The city can address a glaring need for soccer fields and lacrosse fields. Sports that are growing in numbers of particpants and serve the needs of our community in the future

Elroy said...

Love it!

Chip said...


What exactly is the perceived value of extending Peachford Road over to Dunwoody Park? This doesn't appear to be a real "high priority" acquisition.

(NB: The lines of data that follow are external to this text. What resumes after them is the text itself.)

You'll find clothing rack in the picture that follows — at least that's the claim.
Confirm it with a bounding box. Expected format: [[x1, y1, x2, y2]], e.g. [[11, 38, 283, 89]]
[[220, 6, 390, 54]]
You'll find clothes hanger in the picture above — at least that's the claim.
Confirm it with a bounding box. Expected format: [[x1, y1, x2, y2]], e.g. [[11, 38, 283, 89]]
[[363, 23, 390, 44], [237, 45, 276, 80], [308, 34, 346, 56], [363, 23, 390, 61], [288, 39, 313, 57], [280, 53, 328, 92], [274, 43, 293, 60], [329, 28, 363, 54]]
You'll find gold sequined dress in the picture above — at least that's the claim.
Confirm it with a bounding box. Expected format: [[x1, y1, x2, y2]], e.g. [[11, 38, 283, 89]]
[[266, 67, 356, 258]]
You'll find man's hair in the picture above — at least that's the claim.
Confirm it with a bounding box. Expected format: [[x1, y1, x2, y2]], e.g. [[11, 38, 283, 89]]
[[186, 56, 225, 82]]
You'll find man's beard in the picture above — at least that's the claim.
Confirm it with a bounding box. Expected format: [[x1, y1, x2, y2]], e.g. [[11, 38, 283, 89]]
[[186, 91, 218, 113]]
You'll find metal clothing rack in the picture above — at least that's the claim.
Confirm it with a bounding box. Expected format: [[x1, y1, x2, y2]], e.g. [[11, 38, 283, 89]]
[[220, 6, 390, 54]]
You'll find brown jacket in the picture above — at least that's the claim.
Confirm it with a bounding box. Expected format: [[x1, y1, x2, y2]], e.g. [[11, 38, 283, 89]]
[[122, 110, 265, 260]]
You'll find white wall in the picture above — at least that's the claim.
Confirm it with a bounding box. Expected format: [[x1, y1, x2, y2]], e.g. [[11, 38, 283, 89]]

I know that the City has received a proposal to improve the intersection of N.Peachtree, Peeler, and Tilly Mill Roads. There undoubtedly will be purchased right-of-way required for this intersection. This is a more pressing issue that Peachford Road.

Your thoughts?

John Heneghan said...

Chip, not allowed to go into detail because of a public hearing on this Monday evening but this has been discussed in both the Georgetown and Transportation plans.

Pg 36 of Georgetown plan.

The most significant roadway recommendation is to extend Peachford Road through Dunwoody Park to the intersection of Chamblee Dunwoody Road and Old Spring House Lane. This local roadway connection is envisioned as a “complete street” with on-street bicycle lanes, on-street parking, landscape strips, lighting, and wide sidewalks. The roadway would create a local alternative to Cotillion Drive, which could be inversely impacted by future I-285 and/or transit improvements, and help distribute traffic to reduce pressure on the areas major intersections (North Shallowford Road at Cotillion Drive, North Shallowford Road at Chamblee Dunwoody Road, and Chamblee Dunwoody Road at Cotillion Drive). Finally, the roadway would significantly enhance the accessibility and visibility of the area between Chamblee Dunwoody Road and North Shallowford Road and enhance the area’s potential to accommodate higher-quality redevelopment with a high degree of walkability, access to future transit services, and increased community open space.

John Heneghan said...

Chip, I saw value for the reasons stated in the GT Plan, namely opportunity for increased East / West connectivity as well as a catalyst to redevelop the Perimeter Park Office Complex. Cutting new streets into the patchwork of Dunwoody cul-da-sacs is almost impossible therefore minor improvements even if done over long periods of time, is a benefit to the community.